Göreve geldiğinden beri orta bölgenin siyasetine karışmamıştı, bu da soyluların onun kuzeybatı bölgesiyle uğraşmakla yeterince meşgul olduğunu düşünmelerine neden oluyordu.
Ancak bu değildi.
Cale’in isteği ve veliaht prensin emriyle ortalıkta görünmüyordu.
Bugün iyi bilenmiş bir kılıç olsun diye onu saklamışlar.
Kuzeybatı bölgesini yöneten Stan hanesinden sorumlu olan Taylor Stan bir şey daha ekledi.
“Komutanın önerisine katılıyorum.”
Kuzeybatı bölgesi ve güneybatı bölgesi.
Bu iki lider, batılı hizip üyeleri arasında konuşan tek kişilerdi.
Diğer soylular ağızları kapalı öylece oturdular.
“…Bu…”
“Marquis-nim-“
Marquis Ailan, farklı bir soylunun kendisine seslenişine aldırış edemiyordu.
Düşes Sonata Gyerre.
Marquis Taylor Stan.
Marki, ikisinin kıyafetlerine baktı.
Daha sonra kuzeydoğu bölgesinin soylularının kıyafetlerine baktı.
Siyah.
Hepsi siyah giyinmişti.
Kuzeydoğu bölgesinin donanmasının üzerinde kan bulaştığını anlamamanız için sözde seçtiği siyahın aynısı.

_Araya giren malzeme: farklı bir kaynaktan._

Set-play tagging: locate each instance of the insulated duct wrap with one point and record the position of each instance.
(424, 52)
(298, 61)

Bugün kan almaya gelmişlerdi.
Geri dönmeden önce düşmanlarını ve kendi taraflarının düşmanını devirmek için buradaydılar.
Marki Ailen başını çevirdi.
Veliaht prensin hala gülümsediğini görebiliyordu. Ayrıca beyaz ceketinin altına siyah bir gömlek giymişti.
Bakışları veliaht prensin yanından geçti ve başka bir yerde durdu.
Marki, Cale Henituse’nin kendisine gülümsediğini görebiliyordu.
O olmuştu.
Cale bir kahraman değildi.
Bu güç ve tahakküm hakkında bilgisi olan biriydi.
Dük Orsena ve Marquis Ailan, Alberu’nun sesini duydu.
“Biz güçlüyüz.”
Biz.
Bu kelimenin tanımı açıktı.
Cale’in gülümseyerek karşılık verdiğini görebiliyorlardı.
“Haklısınız majesteleri. Biz güçlüyüz. Yolumuza çıkan her şeyi yok edecek kadar güçlüyüz.”
İşte bu kadar güçlüydüler.
Korku, bunun parçası olmayanların bedenlerini ürpertmeye başladı, ‘biz’.